When an elite crime squad’s lead detective (Fassbender) investigates the disappearance of a victim on the first snow of winter, he fears an elusive serial killer may be active again. With the help of a brilliant recruit (Ferguson), the cop must connect decades-old cold cases to the brutal new one if he hopes to outwit this unthinkable evil before the next snowfall.
I read The Girl With The Dragon Tattoo and saw the movie, preferring the book. However, the style of the book is what got me started on Norwegian psychological drama. Before watching this movie, I had seen some reviews for it and most claimed it was too slow-moving; I disagree, how fast can life be where it is snowing most of the time?

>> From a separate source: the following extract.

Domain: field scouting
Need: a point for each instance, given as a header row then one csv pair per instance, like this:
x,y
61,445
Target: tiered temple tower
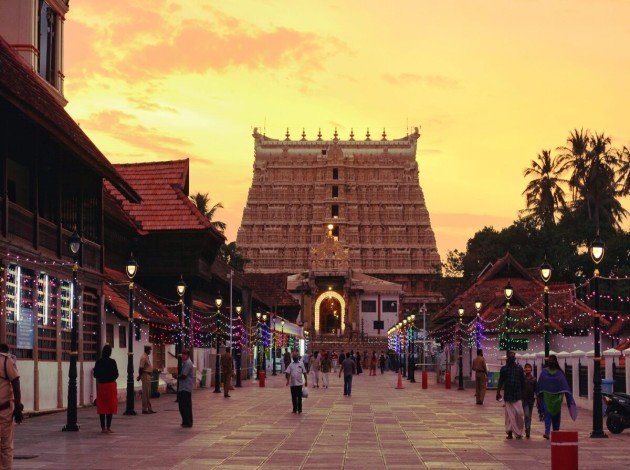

I base a good movie on how well it holds my attention and let me tell you, mine did not waiver, trying to keep track of the clues to the identity of the killer. The killer’s identity seemed pretty certain, but required confirmation. The only complaint I had was the second – or is it third – plot that is touched upon, developed, but never finished.
One of the things that stood out to me was the Norwegian eyes: most grey in color, and appearing – to me – life fish eyes. The next thing I noticed in the movie was the window motif: windows without curtains, window views, filming through windows. And lastly, the fish motif, most noticeable on one window.
There is a scene where Harry Hole is passed out, obviously from alcohol, in the freezing weather. I find it hard to believe one would not freeze to death overnight, sleeping off a drunk.